"So
much angst" is one comment I've overheard about this column, begun
some ten years ago, and which made its recent shift from the Guardian to
the Express.
"Is
it true?" I obsessed, going over my work that I have privately
thought of as my weekly Trinidad diary?
Why
was there so much material slitting, dissecting this tiny society of 1.2
million people? Why go on about illiteracy, poverty, HIV/Aids,
self-serving politicians? I admit it. It's tiresome even to me.
The
pieces on the landscape, on Carnival, on the vexing question of how men
and women relate, do offer some relief. But couldn't my work be pure
entertainment? Billion-dollar industries--film, music, dance-have been
fashioned out of the human impulse towards a spectacle, towards escape
from squalour, boredom.
After
all this is an absorbing place. There is material here. Perhaps there is
something in that myth of the foreigner who, having been fed this fish
(the cascadura) by his local lover, is compelled by its magic to return to
these islands. The pattern in people who come here on short business trips
from Europe, Asia, America, Africa, India, wherever, is similar.
The
ex-pats from the West, here on plush one- two-or three-year contracts,
begin by shuddering with distaste at the lack of bookshops, the barren
intellectual life, the ignorance of wines, classical theatre, art,
literature, language. They moan at the sameness of the landscape, at the
smallness, insularity of the islands, the globally disconnected people
(always the circuit of Carnival, Christmas, Cricket, a whirlpool of
nothingness).
As
the months go by there are subtle changes. They feel the freedom of
rubbing mud and paint in someone's face at dawn. Their eyes adapt to the
endless green and begin seeing varied shades and textures in plants and
trees. When they hike through rainforests brilliantly coloured butterflies
brush past them, they pick their way across paths strewn with mangoes,
guavas, splitting with ripeness. They notice subtleties, poui at Easter,
dry dust at Carnival, dark, breezy evenings in December.
They
come to expect spectacles appearing like mirages from a distant past.
They
may come across a crush of animated people in East Indian kurtas throwing
coloured water on one another. Or glimpse a circle of Baptists dressed in
starched white petticoats knee deep in water. Or watch the rhythmic
movement of a band of men and women with ruddy Spanish complexions and
Amerindian eyes, perhaps playing instruments, singing parang.
Goats
rush across the road, long grasses sway in the city, people still parade
around the Savannah.
There
is an assault on the senses. Where to look first? How to make sense of it?

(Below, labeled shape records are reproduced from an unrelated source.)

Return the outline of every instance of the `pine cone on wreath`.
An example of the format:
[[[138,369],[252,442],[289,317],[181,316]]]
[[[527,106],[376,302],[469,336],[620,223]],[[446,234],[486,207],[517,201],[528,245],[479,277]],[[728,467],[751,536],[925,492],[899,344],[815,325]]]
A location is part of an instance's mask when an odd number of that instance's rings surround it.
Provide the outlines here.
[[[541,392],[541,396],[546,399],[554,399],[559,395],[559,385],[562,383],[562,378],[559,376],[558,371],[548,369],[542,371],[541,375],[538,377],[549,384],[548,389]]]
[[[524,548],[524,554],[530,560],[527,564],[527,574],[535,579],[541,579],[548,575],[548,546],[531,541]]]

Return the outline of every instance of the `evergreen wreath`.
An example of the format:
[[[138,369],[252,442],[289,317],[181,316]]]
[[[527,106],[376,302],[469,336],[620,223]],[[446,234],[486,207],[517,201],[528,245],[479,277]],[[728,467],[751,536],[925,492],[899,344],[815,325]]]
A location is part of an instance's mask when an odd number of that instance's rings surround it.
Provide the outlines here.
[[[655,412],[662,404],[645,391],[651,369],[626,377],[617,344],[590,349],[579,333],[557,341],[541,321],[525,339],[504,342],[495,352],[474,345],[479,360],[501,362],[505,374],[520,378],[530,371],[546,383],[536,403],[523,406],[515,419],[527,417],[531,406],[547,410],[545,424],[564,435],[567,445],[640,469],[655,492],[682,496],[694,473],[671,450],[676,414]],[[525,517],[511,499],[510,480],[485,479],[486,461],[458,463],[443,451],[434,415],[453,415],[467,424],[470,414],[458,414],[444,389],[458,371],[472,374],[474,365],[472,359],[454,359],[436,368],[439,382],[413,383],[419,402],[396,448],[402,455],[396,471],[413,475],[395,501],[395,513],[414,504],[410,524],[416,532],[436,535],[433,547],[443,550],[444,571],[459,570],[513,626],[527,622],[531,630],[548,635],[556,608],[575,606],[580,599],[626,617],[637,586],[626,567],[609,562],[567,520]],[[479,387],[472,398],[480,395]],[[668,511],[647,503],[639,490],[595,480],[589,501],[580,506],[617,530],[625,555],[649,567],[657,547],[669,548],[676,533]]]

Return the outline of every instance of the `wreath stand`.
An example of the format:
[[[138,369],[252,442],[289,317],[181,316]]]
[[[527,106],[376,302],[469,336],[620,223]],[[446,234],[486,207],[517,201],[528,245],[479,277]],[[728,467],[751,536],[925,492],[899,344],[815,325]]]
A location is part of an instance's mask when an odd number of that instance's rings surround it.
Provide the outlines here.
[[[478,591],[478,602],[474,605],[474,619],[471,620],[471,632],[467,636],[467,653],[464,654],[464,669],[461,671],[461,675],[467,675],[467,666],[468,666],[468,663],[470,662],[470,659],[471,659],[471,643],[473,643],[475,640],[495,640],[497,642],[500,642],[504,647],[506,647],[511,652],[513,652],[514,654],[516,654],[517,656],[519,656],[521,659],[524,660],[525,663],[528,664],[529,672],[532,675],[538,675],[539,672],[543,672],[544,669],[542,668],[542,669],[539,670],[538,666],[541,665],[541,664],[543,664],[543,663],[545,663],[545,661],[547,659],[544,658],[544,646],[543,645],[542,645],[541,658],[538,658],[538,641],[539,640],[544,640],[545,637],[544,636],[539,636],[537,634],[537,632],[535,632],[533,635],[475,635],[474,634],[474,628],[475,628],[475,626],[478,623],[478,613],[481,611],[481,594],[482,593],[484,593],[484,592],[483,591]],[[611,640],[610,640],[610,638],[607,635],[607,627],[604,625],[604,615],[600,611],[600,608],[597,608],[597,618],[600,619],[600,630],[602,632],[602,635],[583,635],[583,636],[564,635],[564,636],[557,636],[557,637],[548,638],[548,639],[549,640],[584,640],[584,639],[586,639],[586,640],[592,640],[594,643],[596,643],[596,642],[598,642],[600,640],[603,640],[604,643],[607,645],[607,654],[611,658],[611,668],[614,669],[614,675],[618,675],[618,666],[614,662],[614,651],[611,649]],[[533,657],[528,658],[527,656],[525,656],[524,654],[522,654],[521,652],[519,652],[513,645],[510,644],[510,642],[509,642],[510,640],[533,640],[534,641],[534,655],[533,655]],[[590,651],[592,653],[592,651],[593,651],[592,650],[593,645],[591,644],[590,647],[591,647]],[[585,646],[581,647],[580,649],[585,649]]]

How did this Creole-sounding word, mamaguy-flatter-get here? How did that
Bhojpuri word dulhar -get here?
Who
has the power? The red, the black, the brown? Who is who? In the process
of puzzling over the hodge-podge of this country they find they can't stay
away.
They
go home. It's predictable there; too stable, perhaps. They come back.
They
long to stay. Many do. They leave again, wanting "a bigger
life". They return. For good. If they can't stay, they leave
heartbroken. It's the most unusual love story.
While
they were trying to figure out the pieces of the puzzle, these islands
wrap themselves around them.
As
for Trinis living abroad no number of prestige jobs, schools or homes, no
Eiffel Tower, or St Paul's Cathedral or 20-lane highway can make up for
home. Yes, this is a compelling country all right.
But
in the hundreds of columns I have written there was angst. Blame a kind of
youthful idealism in the earlier pieces. When you are convinced that you
can change the world.
Ten
years later, you know better. Maybe you can make a dent here and there.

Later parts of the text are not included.